The client is diagnosed with irritable bowel syndrome (IBS). Which intervention should the nurse teach the client to reduce symptoms?
- A. Instruct the client to avoid drinking fluids with meals.
- B. Explain the need to decrease intake of flatus-forming foods.
- C. Teach the client how to perform gentle perianal care.
- D. Encourage the client to attend a support group meeting.
Correct Answer: B
Rationale: Decreasing flatus-forming foods (e.g., beans, broccoli) reduces bloating and discomfort in IBS. Avoiding fluids with meals is not standard, perianal care is secondary, and support groups are psychosocial.
Which intervention should the nurse implement when administering a potassium supplement?
- A. Determine the client's allergies.
- B. Ask the client about leg cramps.
- C. Monitor the client's blood pressure.
- D. Monitor the client's complete blood count.
Correct Answer: B
Rationale: Asking about leg cramps assesses for hypokalemia symptoms, ensuring the potassium supplement is needed and effective.
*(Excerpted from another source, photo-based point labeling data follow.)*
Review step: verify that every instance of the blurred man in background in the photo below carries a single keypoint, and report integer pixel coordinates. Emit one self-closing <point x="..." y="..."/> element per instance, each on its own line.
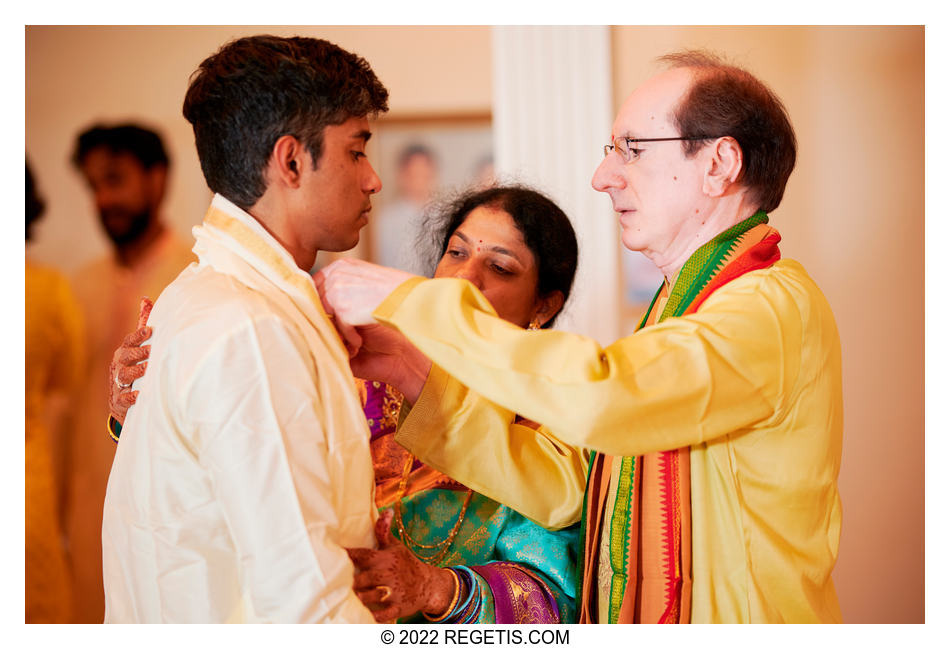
<point x="125" y="168"/>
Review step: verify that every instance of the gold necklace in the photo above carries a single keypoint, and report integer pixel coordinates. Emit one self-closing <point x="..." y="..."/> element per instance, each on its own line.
<point x="442" y="547"/>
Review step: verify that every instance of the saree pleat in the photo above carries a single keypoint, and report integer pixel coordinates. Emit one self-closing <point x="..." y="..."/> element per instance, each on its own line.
<point x="524" y="573"/>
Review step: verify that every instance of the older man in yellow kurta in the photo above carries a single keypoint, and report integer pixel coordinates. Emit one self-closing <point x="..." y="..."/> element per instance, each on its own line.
<point x="716" y="428"/>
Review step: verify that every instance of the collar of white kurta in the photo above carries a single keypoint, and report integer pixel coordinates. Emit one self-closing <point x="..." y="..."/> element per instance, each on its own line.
<point x="232" y="242"/>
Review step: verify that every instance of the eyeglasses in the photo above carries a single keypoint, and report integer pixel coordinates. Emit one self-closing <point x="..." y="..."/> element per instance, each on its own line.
<point x="622" y="144"/>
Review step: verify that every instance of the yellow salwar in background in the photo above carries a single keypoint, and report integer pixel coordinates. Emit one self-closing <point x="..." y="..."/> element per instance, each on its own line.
<point x="53" y="342"/>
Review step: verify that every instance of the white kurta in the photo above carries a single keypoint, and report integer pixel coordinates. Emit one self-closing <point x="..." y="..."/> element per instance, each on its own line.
<point x="244" y="470"/>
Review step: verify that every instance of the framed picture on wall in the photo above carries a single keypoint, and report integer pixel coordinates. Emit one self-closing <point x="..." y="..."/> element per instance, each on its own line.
<point x="421" y="160"/>
<point x="640" y="279"/>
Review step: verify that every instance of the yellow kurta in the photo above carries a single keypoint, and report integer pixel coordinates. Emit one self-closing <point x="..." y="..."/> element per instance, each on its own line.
<point x="53" y="342"/>
<point x="751" y="383"/>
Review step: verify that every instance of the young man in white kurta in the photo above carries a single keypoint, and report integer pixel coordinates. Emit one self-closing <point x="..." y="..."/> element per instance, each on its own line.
<point x="244" y="468"/>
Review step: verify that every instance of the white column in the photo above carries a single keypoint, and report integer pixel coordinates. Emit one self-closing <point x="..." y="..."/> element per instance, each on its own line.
<point x="551" y="116"/>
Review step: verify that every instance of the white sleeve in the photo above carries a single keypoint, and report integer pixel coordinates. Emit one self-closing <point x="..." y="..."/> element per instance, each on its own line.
<point x="255" y="408"/>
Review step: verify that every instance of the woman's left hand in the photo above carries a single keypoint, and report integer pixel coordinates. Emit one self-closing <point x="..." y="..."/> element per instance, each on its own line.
<point x="393" y="583"/>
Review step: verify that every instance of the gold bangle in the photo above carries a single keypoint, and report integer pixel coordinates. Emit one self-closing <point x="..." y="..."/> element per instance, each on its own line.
<point x="455" y="599"/>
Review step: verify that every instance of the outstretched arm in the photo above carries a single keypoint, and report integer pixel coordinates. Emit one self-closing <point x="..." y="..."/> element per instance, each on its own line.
<point x="129" y="363"/>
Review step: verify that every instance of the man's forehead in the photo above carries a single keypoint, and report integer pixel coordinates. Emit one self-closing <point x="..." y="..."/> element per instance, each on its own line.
<point x="105" y="159"/>
<point x="648" y="110"/>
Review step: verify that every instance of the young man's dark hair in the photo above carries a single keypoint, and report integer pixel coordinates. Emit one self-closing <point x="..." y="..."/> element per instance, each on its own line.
<point x="257" y="89"/>
<point x="145" y="144"/>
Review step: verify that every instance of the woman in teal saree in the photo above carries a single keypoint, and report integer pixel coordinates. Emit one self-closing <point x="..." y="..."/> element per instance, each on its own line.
<point x="460" y="557"/>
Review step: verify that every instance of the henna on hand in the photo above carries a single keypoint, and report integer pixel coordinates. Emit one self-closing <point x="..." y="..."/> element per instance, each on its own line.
<point x="393" y="583"/>
<point x="128" y="365"/>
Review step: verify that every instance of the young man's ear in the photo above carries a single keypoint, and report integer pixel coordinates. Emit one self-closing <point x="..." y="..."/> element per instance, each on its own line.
<point x="286" y="163"/>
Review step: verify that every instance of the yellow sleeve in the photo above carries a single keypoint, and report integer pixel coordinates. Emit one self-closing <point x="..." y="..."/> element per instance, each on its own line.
<point x="479" y="444"/>
<point x="679" y="383"/>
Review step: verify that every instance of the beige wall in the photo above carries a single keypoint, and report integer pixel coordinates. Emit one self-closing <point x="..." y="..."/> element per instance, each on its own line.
<point x="854" y="215"/>
<point x="853" y="212"/>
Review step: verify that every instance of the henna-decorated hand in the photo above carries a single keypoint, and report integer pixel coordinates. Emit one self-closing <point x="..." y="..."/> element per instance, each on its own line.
<point x="125" y="366"/>
<point x="393" y="583"/>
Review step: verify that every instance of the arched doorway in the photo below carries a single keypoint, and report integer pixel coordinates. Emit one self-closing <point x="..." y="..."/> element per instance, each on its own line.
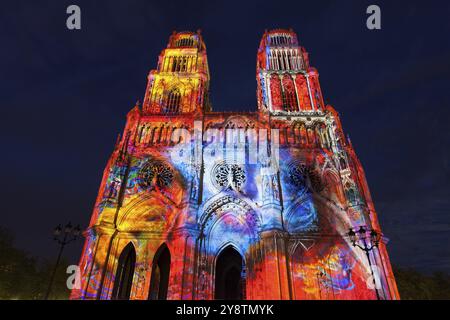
<point x="229" y="276"/>
<point x="160" y="274"/>
<point x="124" y="274"/>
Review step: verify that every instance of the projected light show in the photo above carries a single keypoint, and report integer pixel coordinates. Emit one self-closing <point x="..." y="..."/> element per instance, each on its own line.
<point x="271" y="204"/>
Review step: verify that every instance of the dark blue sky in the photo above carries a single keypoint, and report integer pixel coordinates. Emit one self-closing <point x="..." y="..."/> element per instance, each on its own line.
<point x="64" y="96"/>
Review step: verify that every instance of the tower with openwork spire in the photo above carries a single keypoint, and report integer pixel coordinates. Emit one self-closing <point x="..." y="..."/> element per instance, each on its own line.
<point x="197" y="204"/>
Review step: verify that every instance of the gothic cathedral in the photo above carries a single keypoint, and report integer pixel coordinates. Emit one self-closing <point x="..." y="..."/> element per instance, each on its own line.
<point x="271" y="204"/>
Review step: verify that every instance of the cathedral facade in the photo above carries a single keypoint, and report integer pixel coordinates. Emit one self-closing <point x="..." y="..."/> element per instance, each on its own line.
<point x="271" y="204"/>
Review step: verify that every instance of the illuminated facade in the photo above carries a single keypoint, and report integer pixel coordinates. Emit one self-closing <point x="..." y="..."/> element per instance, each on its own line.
<point x="196" y="204"/>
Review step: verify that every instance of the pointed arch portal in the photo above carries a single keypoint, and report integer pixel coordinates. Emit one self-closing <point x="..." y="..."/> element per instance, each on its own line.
<point x="229" y="276"/>
<point x="160" y="274"/>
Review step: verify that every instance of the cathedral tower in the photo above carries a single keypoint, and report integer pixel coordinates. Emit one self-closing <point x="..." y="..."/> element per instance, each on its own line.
<point x="196" y="204"/>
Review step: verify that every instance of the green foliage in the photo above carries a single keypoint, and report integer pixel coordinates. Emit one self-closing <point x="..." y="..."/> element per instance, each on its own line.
<point x="413" y="285"/>
<point x="25" y="277"/>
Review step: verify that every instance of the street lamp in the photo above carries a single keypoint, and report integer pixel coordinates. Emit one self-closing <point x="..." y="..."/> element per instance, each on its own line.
<point x="63" y="237"/>
<point x="366" y="240"/>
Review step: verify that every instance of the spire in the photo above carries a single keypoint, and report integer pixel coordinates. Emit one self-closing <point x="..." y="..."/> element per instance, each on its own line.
<point x="180" y="83"/>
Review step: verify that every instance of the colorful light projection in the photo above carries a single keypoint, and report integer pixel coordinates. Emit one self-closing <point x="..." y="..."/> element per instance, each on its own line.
<point x="190" y="183"/>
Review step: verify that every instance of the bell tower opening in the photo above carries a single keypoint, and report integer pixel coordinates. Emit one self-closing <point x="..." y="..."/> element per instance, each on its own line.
<point x="229" y="278"/>
<point x="160" y="274"/>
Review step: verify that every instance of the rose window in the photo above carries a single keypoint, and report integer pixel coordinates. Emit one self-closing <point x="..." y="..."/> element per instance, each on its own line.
<point x="228" y="176"/>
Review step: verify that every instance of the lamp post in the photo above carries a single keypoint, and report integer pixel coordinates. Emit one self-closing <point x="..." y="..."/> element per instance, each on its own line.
<point x="359" y="239"/>
<point x="63" y="237"/>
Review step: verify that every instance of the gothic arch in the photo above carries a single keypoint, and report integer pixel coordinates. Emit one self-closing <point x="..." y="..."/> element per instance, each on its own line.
<point x="224" y="202"/>
<point x="229" y="267"/>
<point x="159" y="281"/>
<point x="123" y="280"/>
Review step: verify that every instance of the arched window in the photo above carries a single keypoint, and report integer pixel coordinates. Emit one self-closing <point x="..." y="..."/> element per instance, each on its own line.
<point x="124" y="274"/>
<point x="159" y="282"/>
<point x="289" y="96"/>
<point x="173" y="101"/>
<point x="230" y="275"/>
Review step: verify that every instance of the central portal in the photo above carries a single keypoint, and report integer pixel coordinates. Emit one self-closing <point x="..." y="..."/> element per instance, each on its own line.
<point x="230" y="284"/>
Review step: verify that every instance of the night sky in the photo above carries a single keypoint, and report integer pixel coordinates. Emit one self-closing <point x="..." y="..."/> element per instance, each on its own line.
<point x="64" y="96"/>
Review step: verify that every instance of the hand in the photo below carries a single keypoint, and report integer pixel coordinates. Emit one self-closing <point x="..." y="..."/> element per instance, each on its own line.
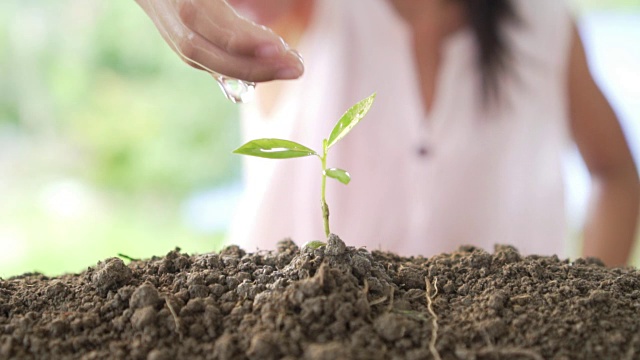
<point x="210" y="35"/>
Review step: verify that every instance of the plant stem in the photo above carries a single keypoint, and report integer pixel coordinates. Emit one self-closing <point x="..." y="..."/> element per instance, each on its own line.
<point x="325" y="207"/>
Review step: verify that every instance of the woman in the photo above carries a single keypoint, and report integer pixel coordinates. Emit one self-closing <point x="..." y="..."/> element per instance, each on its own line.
<point x="477" y="101"/>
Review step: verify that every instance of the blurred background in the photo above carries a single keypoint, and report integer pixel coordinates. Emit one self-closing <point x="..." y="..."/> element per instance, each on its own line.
<point x="110" y="144"/>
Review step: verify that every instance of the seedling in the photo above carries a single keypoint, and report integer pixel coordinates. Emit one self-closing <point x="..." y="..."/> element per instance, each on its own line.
<point x="285" y="149"/>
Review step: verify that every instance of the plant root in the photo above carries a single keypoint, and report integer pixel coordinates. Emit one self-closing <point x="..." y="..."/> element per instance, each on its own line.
<point x="434" y="320"/>
<point x="632" y="348"/>
<point x="176" y="319"/>
<point x="507" y="352"/>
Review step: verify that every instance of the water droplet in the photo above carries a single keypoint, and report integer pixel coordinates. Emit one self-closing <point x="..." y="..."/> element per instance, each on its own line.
<point x="237" y="91"/>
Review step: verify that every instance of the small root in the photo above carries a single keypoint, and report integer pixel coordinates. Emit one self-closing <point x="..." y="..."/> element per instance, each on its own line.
<point x="631" y="351"/>
<point x="507" y="352"/>
<point x="378" y="301"/>
<point x="390" y="307"/>
<point x="434" y="320"/>
<point x="176" y="319"/>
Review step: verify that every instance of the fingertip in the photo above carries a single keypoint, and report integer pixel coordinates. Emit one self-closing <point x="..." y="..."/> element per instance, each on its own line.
<point x="268" y="51"/>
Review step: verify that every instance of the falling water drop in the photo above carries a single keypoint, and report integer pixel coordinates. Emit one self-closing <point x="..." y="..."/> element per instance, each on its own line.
<point x="237" y="91"/>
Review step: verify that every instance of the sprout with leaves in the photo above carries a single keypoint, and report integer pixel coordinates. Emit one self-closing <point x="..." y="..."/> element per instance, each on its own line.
<point x="285" y="149"/>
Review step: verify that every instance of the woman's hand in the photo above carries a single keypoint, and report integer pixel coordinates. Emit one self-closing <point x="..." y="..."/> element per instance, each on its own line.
<point x="210" y="35"/>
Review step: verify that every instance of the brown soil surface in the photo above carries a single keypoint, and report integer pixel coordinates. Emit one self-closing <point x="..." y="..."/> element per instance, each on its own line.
<point x="334" y="302"/>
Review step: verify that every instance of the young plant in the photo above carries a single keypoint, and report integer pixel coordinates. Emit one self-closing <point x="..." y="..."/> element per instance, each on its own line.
<point x="285" y="149"/>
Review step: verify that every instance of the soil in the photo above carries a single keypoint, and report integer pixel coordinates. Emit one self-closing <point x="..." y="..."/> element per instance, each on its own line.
<point x="333" y="302"/>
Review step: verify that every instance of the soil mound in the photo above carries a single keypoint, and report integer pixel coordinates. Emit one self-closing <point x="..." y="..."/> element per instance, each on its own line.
<point x="331" y="302"/>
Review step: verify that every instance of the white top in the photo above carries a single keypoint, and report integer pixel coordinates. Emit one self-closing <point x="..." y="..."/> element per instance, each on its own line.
<point x="488" y="176"/>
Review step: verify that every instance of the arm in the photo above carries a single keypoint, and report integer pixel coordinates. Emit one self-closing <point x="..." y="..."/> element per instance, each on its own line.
<point x="613" y="209"/>
<point x="210" y="35"/>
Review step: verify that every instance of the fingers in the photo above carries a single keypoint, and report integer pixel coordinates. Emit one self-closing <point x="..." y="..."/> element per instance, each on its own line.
<point x="210" y="35"/>
<point x="200" y="51"/>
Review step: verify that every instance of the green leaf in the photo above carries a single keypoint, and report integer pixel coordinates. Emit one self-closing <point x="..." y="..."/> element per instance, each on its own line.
<point x="339" y="175"/>
<point x="350" y="119"/>
<point x="274" y="149"/>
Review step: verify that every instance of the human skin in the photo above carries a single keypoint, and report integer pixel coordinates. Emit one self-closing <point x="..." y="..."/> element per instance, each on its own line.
<point x="610" y="229"/>
<point x="210" y="35"/>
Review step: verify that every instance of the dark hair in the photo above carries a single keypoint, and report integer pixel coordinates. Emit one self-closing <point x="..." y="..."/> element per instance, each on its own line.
<point x="486" y="19"/>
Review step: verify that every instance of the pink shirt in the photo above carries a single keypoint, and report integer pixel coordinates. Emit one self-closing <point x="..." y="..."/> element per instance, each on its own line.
<point x="487" y="177"/>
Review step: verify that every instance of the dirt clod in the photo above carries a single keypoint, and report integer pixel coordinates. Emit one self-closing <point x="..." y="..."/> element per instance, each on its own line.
<point x="326" y="302"/>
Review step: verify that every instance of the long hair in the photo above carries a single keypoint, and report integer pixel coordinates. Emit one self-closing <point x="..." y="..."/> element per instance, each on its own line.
<point x="486" y="19"/>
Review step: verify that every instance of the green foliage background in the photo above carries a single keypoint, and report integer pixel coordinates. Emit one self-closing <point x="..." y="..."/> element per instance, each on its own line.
<point x="103" y="134"/>
<point x="94" y="104"/>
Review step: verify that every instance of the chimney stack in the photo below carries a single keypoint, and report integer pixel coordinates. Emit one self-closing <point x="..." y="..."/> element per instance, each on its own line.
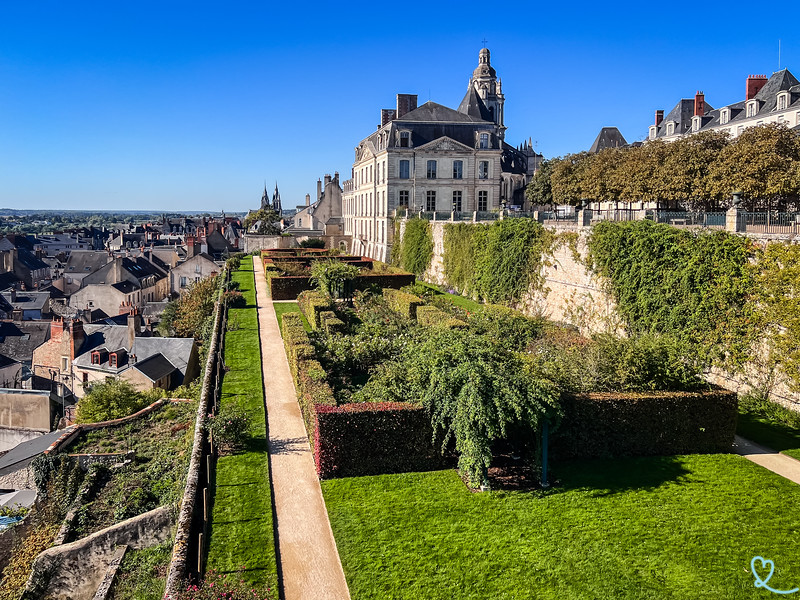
<point x="754" y="85"/>
<point x="699" y="104"/>
<point x="405" y="104"/>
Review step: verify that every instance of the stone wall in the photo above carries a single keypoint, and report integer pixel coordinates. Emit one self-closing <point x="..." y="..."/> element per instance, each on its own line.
<point x="74" y="571"/>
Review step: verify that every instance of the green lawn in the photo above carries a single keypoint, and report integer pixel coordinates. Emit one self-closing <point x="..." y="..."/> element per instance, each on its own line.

Allergies, BP, and CBC are less specific.
The client is diagnosed with an acute exacerbation of inflammatory bowel disease (IBD). Which food selection would be the best choice for a meal?
- A. Roast beef on wheat bread and a milk shake.
- B. Hamburger, french fries, and a cola.
- C. Pepper steak, brown rice, and iced tea.
- D. Roasted turkey, instant mashed potatoes, and water.
Correct Answer: D
Rationale: Roasted turkey, instant mashed potatoes, and water are low-residue, easy-to-digest foods suitable for acute IBD exacerbation. Other options are high-fiber or irritating.